El Museo Nacional es la razón por la que la mayoría de los visitantes vienen a Gitega, y merece el viaje. Dentro, entre las exposiciones sobre la historia y la cultura burundesa, los tambores reales ocupan su propia gravedad. No son piezas de museo en el sentido pasivo — son ingoma, objetos vivos asociados con el mwami (el rey burundés), alojados tradicionalmente en sitios sagrados específicos llamados ivyivyo. El museo alberga ejemplares y muestra el contexto oral y ceremonial, pero los propios tambores se sienten cargados de algo más allá de la documentación. El conservador que me mostró el lugar habló de ellos como mi abuelo hablaba de ciertas herramientas antiguas en su taller — no con reverencia exactamente, sino con la atención específica que se da a las cosas que tienen agencia.

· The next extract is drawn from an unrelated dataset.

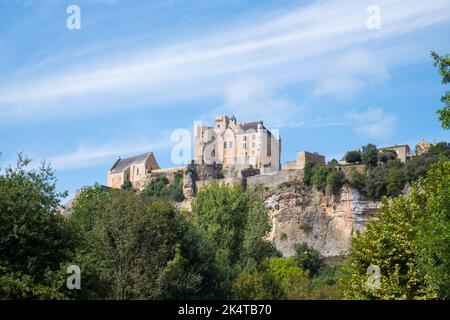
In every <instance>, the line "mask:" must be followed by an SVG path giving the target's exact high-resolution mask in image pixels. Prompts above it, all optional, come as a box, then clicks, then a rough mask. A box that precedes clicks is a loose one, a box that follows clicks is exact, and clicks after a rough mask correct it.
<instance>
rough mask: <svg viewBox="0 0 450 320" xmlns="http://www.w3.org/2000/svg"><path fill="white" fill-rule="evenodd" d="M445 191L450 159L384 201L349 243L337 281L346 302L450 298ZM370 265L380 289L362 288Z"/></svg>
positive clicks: (449, 250) (448, 195) (448, 194)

Lo que me conmovió más fue un encuentro que no esperaba: un ensayo de percusión que ocurría en un patio cerca del museo, hombres jóvenes entrenando en la tradición de los tamborileros reales. Tocaban en formación, sosteniendo los tambores altos verticalmente y golpeándolos desde arriba con ambas manos, bailando con los instrumentos en lugar de simplemente usarlos. La sincronización era total — no la sincronización mecánica de una actuación ensayada, sino algo más sentido, más físico, donde los cuerpos y los tambores eran un solo sistema. Estuve mirando unos veinte minutos. Nadie me pidió que me quedara ni que me fuera. El sonido se extendía por la ladera.

Por la tarde encontré un pequeño restaurante cerca de la carretera principal donde una mujer servía isombe — hojas de yuca cocinadas con aceite de palma y cacahuetes hasta volverse algo oscuro, rico y profundamente sabroso — con ugali y un trozo de tilapia. El restaurante tenía tres mesas de plástico y un menú escrito a mano en una pizarra, y una televisión montada en la pared que emitía un concurso en idioma kirundi a bajo volumen. Era el único extranjero. Nadie hizo nada al respecto. Pedí una segunda ración de isombe y pagué el equivalente a menos de dos euros por toda la comida.
Cuando ir: Gitega se asienta a unos 1.700 metros de altitud, lo que la mantiene más fresca que Bujumbura durante todo el año. La temporada seca de junio a agosto es la más cómoda para viajar, con días claros y noches frescas. El Museo Nacional está abierto la mayoría de los días pero los horarios pueden ser irregulares — llegar antes del mediodía es lo más seguro.